Professional services organisation Ernst and Young (EY) has reported a 32.4% mean gender pay gap, as at April 2020. It has also voluntarily chosen to report its ethnicity pay gap data, which shows a 36.7% mean difference.
The organisation’s median gender pay gap including more than 11,000 employees is 15.3% as at April 2020, compared to 13.8% at April 2019.
Its median gender pay gap for bonuses paid during the reporting period is 27.4%, improving by 13.7% from the previous year. The mean gender pay gap for overall bonus payments is 41.4%. Over the reporting period, 66.8% of female employees and 62% of male employees received bonus payments.
More than one-third (38.2%) of employees in the highest pay quartile at EY are female, compared to 48.6% in the second quartile, 53.3% in the third quartile and 49% in the lowest pay quartile.
In addition, the organisation’s median ethnicity pay gap is 36.7%. Furthermore, 52.2% of black, Asian and minority ethnic (Bame) staff received bonus payments, compared to 70.1% of non-Bame employees.
The proportion of ethnic minority employees in the organisation’s highest pay quartile is 23.3%, in the second quartile 39.6%, in the third quartile 42.9% and in the lowest quartile 33.9%.
Hywel Ball, chairman at EY UK, said: “Diversity and inclusion has been a key priority for EY for many years. Our strategy to radically accelerate our progress was set two years ago and is part of assuring our future growth and long-term sustainability. It has truly come into its own this year — and, triggered by the events of 2020 we took a further step by publicly setting out our commitments to anti-racism in the UK.
“I am pleased that our gender pay gap has improved by 4.7%, achieved by both recruiting and promoting women, particularly at senior levels. Our ethnicity pay gap has widened by 1.9%, largely due to an increase in the number of ethnic minority graduates we employed this year. We will continue to monitor this and the black gap closely.

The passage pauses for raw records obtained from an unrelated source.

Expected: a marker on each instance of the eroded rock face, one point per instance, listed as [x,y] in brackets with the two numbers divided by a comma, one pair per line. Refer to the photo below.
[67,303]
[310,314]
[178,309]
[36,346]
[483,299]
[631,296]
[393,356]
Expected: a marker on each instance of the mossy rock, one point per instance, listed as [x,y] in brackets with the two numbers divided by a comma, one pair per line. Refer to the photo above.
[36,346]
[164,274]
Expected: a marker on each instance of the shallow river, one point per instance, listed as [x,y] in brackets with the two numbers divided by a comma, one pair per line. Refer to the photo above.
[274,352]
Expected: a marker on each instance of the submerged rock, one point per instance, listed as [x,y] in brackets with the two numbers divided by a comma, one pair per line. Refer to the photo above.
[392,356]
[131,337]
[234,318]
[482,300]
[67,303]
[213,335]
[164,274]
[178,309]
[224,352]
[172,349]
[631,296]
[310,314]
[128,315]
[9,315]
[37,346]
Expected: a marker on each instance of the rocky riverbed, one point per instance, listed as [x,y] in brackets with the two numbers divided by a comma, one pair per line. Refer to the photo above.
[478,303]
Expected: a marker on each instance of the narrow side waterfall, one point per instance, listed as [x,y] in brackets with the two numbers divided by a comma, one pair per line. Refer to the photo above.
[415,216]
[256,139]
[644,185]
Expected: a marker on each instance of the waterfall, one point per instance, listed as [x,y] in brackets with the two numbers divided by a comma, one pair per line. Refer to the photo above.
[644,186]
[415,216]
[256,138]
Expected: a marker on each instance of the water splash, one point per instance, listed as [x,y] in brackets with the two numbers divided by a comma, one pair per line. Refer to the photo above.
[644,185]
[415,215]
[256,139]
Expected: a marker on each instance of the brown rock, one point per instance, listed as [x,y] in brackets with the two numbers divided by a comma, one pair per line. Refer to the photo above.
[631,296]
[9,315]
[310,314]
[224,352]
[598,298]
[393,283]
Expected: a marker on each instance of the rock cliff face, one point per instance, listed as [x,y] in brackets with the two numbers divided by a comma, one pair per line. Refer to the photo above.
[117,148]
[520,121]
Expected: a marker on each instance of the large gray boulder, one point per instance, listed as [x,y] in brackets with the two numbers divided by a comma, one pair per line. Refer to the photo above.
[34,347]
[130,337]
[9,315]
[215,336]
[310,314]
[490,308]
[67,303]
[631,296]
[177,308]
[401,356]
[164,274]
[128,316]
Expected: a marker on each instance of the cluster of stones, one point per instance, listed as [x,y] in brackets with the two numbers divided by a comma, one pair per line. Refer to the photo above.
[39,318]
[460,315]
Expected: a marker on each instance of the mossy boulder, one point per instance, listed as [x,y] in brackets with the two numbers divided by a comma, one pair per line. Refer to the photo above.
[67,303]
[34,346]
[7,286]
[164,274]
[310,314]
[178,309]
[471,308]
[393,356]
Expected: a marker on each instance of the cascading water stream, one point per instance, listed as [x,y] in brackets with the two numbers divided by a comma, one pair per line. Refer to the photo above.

“We have also increased our ethnic minority talent at each level as well as the representation of both our female and ethnic minority partners. By measuring our progress we will be able to continue to drive change that is focused and impactful. By publicly sharing our data, we are holding ourselves to account. We know we have much more to do. We will be unrelenting. We will not rest until we have created a true culture.”